The breakdown shows that 75% of Tether’s reserve holdings include cash equivalents, other short-term deposits and commercial paper. In fact, the majority of these (65%) are commercial paper. The rest include fiduciary deposits (24%), reverse repo notes (3.60%), Treasury Bills (~3%) and actual cash at only 3.87%.
The remaining 25%
The remainder of the reserve is divided into three categories. Secured loans – none of which are to affiliates – account for 12.55% of total reserves. Corporate bonds, funds and precious metals account for nearly 10%. And, other investments, including digital tokens, account for 1.64%.

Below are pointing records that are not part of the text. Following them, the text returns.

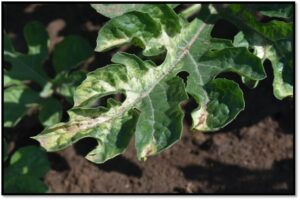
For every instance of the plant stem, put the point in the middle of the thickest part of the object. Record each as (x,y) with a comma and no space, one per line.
(190,11)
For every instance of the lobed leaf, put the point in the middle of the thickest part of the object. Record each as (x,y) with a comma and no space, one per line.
(151,109)
(272,40)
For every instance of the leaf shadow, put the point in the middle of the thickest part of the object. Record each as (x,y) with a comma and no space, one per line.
(233,179)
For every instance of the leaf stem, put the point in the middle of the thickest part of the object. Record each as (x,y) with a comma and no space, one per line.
(190,11)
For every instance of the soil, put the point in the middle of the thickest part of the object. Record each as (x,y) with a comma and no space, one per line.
(254,154)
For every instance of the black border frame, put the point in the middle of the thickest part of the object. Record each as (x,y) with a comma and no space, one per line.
(151,2)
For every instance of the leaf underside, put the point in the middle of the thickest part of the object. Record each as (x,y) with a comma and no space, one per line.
(151,110)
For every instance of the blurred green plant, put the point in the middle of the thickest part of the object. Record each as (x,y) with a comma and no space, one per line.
(24,170)
(29,88)
(29,68)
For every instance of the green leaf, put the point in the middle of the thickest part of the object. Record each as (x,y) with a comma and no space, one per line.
(50,112)
(226,102)
(27,166)
(115,10)
(272,41)
(71,52)
(154,91)
(17,100)
(32,63)
(8,81)
(66,82)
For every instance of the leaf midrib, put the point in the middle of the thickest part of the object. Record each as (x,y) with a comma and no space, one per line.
(101,119)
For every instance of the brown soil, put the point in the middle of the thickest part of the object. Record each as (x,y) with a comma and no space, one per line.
(254,154)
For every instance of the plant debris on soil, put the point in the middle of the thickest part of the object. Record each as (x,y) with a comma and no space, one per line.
(254,154)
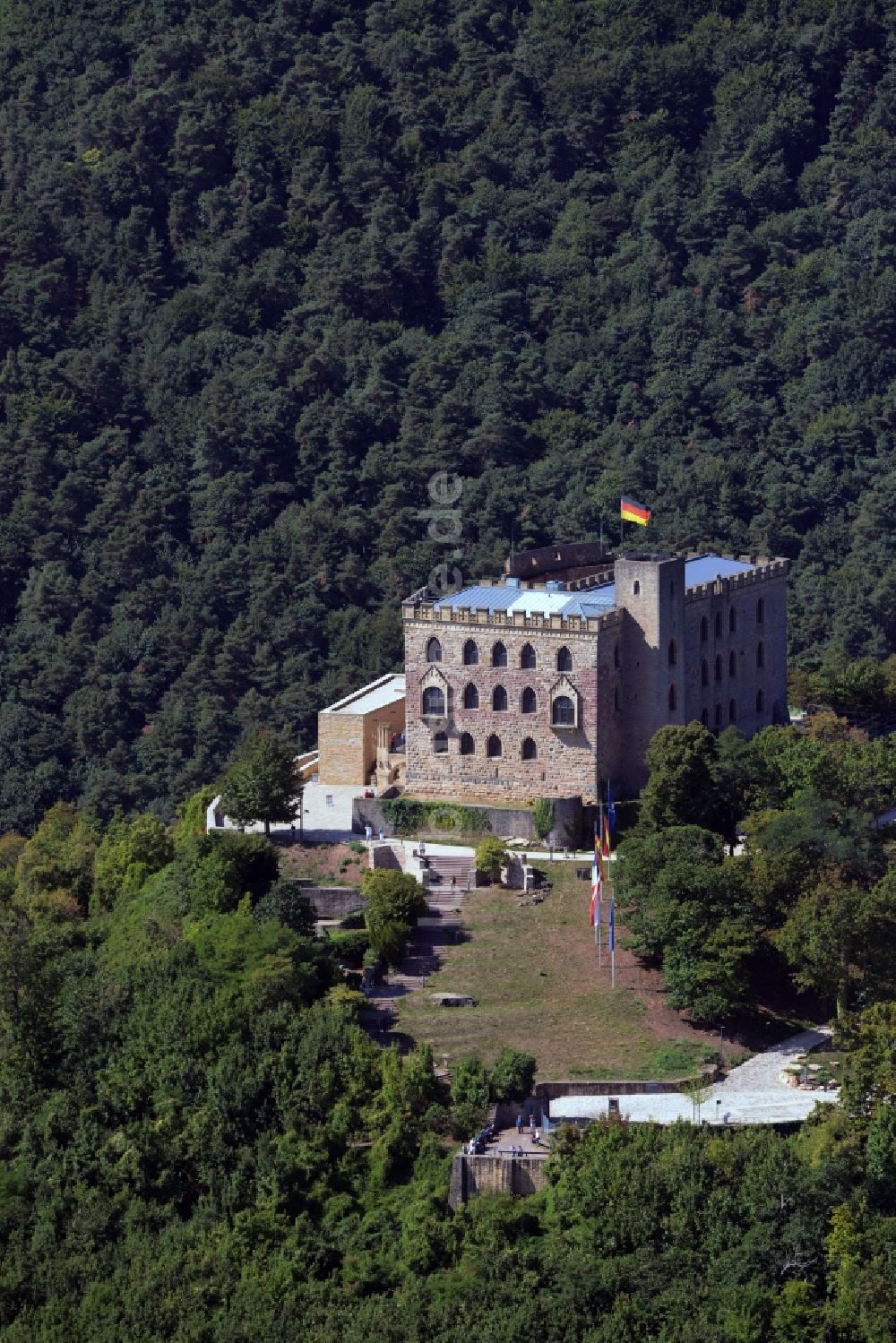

It’s not clear what the ratings of the commercial paper or corporate bonds are, which agencies rated them, or which companies issued them. Clearly, the transparency many people expect from Tether isn’t there yet. However, breaking down their reserve is a step in the right direction.
The bigger picture
USDT is a very important player in the crypto market. At the same time, it has long had issues with its reserve and whether the company had backed its coins with real dollars. The company’s history of trying to prove their currency was backed is long. In 2018, Friedman LLP worked with the company to conduct an audit. They produced a preliminary report disclosing that USDT Tether was backed by its cash reserves.